Il limite delle 18 per i ristoranti
Difficilmente, invece, Roma cambierà idea sullo spostamento in avanti della deadline delle 18 per il settore della ristorazione, orario in vigore al momento nella sola zona gialla. Il no appare irreversibile e, se ciò venisse confermato e messo nero su bianco nel Dpcm, verrebbe spazzata via la proposta partita dalle Marche di permettere a bar e ristoranti di stare aperti anche a cena (Carloni aveva chiesto di estendere l'orario alle 22, diventate le 23 nel documento congiunto). «In questa seconda ondata, gli attuali strumenti e misure di protezione civile messi in campo per affrontare una pandemia che dura da oltre 10 mesi, rischiano di non essere più adeguati», l'incipit delle tre pagine di richieste dei governatori all'Esecutivo. Oltre alla necessità «di contrastare ogni forma di assembramento » e di avviare «una poderosa campagna di comunicazione rivolta ai cittadini, al fine di responsabilizzarne i comportamenti», i territori hanno ribadito la «necessità assoluta» di garantire i ristori e chiesto un confronto con lo Stato per programmare in totale sicurezza la riapertura delle scuole che la maggioranza delle Regioni ritiene opportuno prevedere a gennaio «anche individuando apposite task force sanitarie e stabilendo linee condivise per la prossima fase vaccinale».

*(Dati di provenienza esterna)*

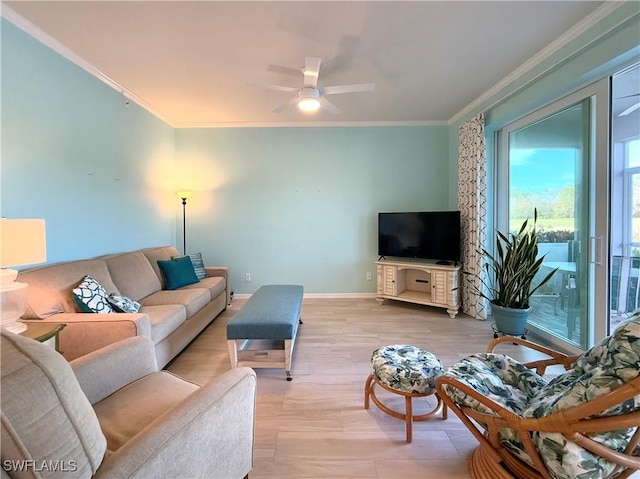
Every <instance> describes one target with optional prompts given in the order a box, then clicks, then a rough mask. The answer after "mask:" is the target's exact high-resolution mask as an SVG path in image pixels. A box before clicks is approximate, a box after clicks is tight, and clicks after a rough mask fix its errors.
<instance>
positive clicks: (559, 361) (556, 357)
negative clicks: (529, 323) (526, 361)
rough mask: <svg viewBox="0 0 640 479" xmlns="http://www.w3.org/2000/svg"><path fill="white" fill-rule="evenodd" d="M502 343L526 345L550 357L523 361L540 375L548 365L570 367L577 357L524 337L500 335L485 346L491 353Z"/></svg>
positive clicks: (525, 365)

Il rumor di metà pomeriggio
A tal proposito va registrata anche l'indiscrezione secondo cui Conte avrebbe avanzato l'ipotesi di una riapertura delle lezioni alle scuole superiori in presenza dal 14 dicembre. Ma il rumor deve passare al vaglio del Cts e con tanto rigore sembra difficile che prima di Natale si possa tornare in classe. Nella wish list natalizia, i presidenti hanno inoltre inserito la richiesta di consentire «le attività di palestre, piscine, centri natatori, centri benessere, centri termali, che si trovino all'interno di alberghi e/o strutture ricettive, limitatamente ai propri clienti», «le attività sportive al chiuso che prevedano lezioni esclusivamente individuali» e le attività venatorie anche fuori Comune. Si chiede inoltre di «valutare l'apertura degli impianti da sci per chi pernotta almeno una notte nelle strutture ricettive o a chi ha in affitto o possiede una seconda casa». In subordine, la proposta è quella di valutare «la chiusura dei confini nazionali, ristori certi in percentuale del fatturato dello stesso periodo dell'anno scorso (alta stagione), nonché certezza sulla data e sulle condizioni di apertura degli impianti».